According to the instructor’s accident report, he and his student were cruising at 800 feet above the ground when they heard a loud “bang,” followed immediately by the low rotor RPM horn, warning light illumination, and a rapid decrease in rotor RPM. The instructor initiated an autorotation to an open field. The helicopter touched down and rocked forward due to the soft and downward sloping terrain. The pilot applied slight aft cyclic to prevent the main rotor blades from contacting the ground. The main rotor blades struck and severed the tail boom.

The helicopter was later transported to the operator’s facility in Bend, Oregon, where the engine was functionally tested. The engine was started and ran normally, and all parameters where within normal limits.

During the examination, it was discovered that one of the magnets used to provide rotor RPM indications was missing from the transmission yoke. There was scaring on one of the sensors opposite this magnet, indicating it had made contact with the magnet while the yoke was rotating. According to Robinson Helicopters, if one of the magnets or sensors opens, rotor RPM will drop and the low rotor RPM warning horn will activate. The magnet was later found affixed to a bolt just aft of the yoke, and a small dent was found on the horizontal firewall.

According to Robinson Helicopter, rapid throttle changes in the R44 can result in the fuel-air ratio becoming too rich or too lean to sustain engine operation and result in an engine failure, particularly at higher density altitudes.


NTSB Identification: CEN13LA194 
 14 CFR Part 91: General Aviation
Accident occurred Thursday, March 14, 2013 in Eagle Nest, NM
Aircraft: ROBINSON HELICOPTER COMPANY R44 II, registration: N392GP
Injuries: 2 Uninjured.

This is preliminary information, subject to change, and may contain errors. Any errors in this report will be corrected when the final report has been completed. NTSB investigators may not have traveled in support of this investigation and used data provided by various sources to prepare this aircraft accident report.

On March 14, 2013, about 1430 mountain daylight time, the pilot of a Robinson R-44, N392GP, was forced to autorotate to an open field after the engine lost power near Eagle Nest, New Mexico. The certificated flight instructor and student pilot were not injured. The helicopter was substantially damaged. The helicopter was registered to Global Positioning Services, Inc., Anchorage, Alaska, and was operated by Leading Edge Aviation, Inc., Bend, Oregon, under the provisions of 14 Code of Federal Regulations Part 91 as a instructional flight. Visual meteorological conditions prevailed at the time of the accident, and no flight plan had been filed. The flight originated at Fort Smith, Arkansas, with an en route stop at Dalhart, Texas, and was en route to Moab, Utah, and Bend, Oregon.
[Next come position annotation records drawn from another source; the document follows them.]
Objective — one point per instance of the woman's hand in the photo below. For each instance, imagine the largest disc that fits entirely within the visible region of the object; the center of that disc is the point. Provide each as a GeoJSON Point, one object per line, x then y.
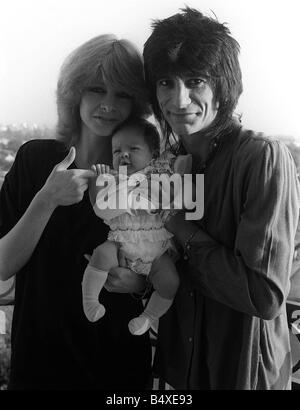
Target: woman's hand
{"type": "Point", "coordinates": [123, 280]}
{"type": "Point", "coordinates": [65, 186]}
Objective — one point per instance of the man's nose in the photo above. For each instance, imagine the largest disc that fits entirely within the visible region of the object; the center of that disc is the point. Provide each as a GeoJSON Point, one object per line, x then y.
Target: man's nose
{"type": "Point", "coordinates": [125, 154]}
{"type": "Point", "coordinates": [181, 96]}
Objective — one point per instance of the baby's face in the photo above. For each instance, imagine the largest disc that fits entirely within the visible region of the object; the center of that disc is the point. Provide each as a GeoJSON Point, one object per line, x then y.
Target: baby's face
{"type": "Point", "coordinates": [129, 148]}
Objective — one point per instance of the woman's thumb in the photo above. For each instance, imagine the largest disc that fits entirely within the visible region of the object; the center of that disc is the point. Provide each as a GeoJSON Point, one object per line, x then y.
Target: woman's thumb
{"type": "Point", "coordinates": [67, 161]}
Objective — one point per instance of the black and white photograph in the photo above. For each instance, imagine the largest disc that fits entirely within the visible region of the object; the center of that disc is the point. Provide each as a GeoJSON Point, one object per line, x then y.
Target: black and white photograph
{"type": "Point", "coordinates": [149, 198]}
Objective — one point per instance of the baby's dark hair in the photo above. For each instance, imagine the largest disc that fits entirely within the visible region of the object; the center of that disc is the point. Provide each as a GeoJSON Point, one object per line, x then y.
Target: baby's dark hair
{"type": "Point", "coordinates": [149, 132]}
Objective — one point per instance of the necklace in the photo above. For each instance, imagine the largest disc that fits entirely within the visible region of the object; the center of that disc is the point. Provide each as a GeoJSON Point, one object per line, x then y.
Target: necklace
{"type": "Point", "coordinates": [200, 167]}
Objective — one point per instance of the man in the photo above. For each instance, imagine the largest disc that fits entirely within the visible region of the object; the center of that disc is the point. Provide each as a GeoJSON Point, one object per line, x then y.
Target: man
{"type": "Point", "coordinates": [228, 327]}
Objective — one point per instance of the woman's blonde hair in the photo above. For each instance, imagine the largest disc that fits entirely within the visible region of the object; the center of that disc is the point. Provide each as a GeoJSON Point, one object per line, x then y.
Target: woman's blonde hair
{"type": "Point", "coordinates": [119, 61]}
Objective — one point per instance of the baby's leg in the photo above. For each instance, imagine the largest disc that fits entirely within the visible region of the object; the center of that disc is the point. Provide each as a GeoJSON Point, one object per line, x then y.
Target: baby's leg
{"type": "Point", "coordinates": [103, 259]}
{"type": "Point", "coordinates": [165, 280]}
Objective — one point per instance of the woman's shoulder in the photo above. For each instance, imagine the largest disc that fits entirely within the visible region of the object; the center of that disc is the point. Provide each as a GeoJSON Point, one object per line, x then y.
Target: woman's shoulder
{"type": "Point", "coordinates": [50, 147]}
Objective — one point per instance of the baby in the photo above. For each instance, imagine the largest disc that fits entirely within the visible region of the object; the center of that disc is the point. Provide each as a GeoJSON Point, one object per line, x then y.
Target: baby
{"type": "Point", "coordinates": [138, 233]}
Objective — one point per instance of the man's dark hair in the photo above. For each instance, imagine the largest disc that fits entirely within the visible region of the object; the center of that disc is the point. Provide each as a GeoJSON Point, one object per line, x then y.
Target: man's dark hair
{"type": "Point", "coordinates": [193, 44]}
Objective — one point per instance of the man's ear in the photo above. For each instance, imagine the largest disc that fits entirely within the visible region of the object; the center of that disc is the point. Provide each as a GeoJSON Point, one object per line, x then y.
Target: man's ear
{"type": "Point", "coordinates": [183, 164]}
{"type": "Point", "coordinates": [92, 190]}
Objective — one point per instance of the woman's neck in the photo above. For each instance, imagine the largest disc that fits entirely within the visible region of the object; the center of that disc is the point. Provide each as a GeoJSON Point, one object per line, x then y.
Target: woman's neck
{"type": "Point", "coordinates": [93, 149]}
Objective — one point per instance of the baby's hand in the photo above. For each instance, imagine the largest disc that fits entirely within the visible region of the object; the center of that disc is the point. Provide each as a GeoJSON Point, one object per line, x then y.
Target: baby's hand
{"type": "Point", "coordinates": [100, 169]}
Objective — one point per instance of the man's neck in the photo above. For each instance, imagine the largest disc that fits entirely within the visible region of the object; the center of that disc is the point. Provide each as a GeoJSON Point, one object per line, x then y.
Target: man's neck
{"type": "Point", "coordinates": [198, 145]}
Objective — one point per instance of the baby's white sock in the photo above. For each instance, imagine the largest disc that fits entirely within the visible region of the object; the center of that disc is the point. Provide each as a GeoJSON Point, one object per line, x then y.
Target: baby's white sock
{"type": "Point", "coordinates": [156, 307]}
{"type": "Point", "coordinates": [92, 284]}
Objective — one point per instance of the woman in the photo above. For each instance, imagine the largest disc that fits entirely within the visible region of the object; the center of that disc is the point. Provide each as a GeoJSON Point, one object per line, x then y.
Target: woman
{"type": "Point", "coordinates": [227, 328]}
{"type": "Point", "coordinates": [47, 225]}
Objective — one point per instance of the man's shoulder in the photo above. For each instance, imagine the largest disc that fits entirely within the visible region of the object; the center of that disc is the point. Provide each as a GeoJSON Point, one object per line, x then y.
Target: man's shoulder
{"type": "Point", "coordinates": [252, 143]}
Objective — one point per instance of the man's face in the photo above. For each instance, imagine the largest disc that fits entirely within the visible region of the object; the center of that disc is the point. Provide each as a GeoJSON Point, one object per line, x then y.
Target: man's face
{"type": "Point", "coordinates": [187, 103]}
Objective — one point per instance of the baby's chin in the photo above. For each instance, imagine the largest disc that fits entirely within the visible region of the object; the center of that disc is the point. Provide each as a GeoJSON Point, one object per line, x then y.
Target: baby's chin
{"type": "Point", "coordinates": [130, 169]}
Preliminary information indicates the engine lost power while the helicopter was in cruise flight. The flight instructor autorotated the helicopter to an open field. The tail boom was severed by the main rotor blades when the helicopter struck the ground.




The tail of a helicopter broke off during a hard landing at about 2:30 p.m. Thursday (March 14) in a field near Eagle Nest.

Assistant Moreno Valley Fire Department Chief Craig Sime said that neither one of the two people onboard the aircraft were injured in the accident, which occurred near the village boundary northeast of Therma Way and Iron Queen Drive.

Village of Eagle Nest employee Amarante Tafoya said he was checking a road in the area when the helicopter came down.

“It just sounded like an engine cut out, and it just smoothly came down and hit the ground,” he said.

Tafoya estimated that the helicopter fell about 10 feet, and he said the tail broke off while it was still in the air.

“They were kind of sputtering, and then they got to their lowest point and they just cut out and landed right there,” he said.

The New Mexico State Police took control of the scene at about 4 p.m. Thursday.

The helicopter is registered to Global Positioning Services, Inc. of Anchorage, Alaska, according to a search of the aircraft’s N number on the Federal Aviation Administration website.

The helicopter accident came less than two weeks after four people died in a single-engine airplane crash March 3 in Angel Fire, which is about 10 miles south of Eagle Nest.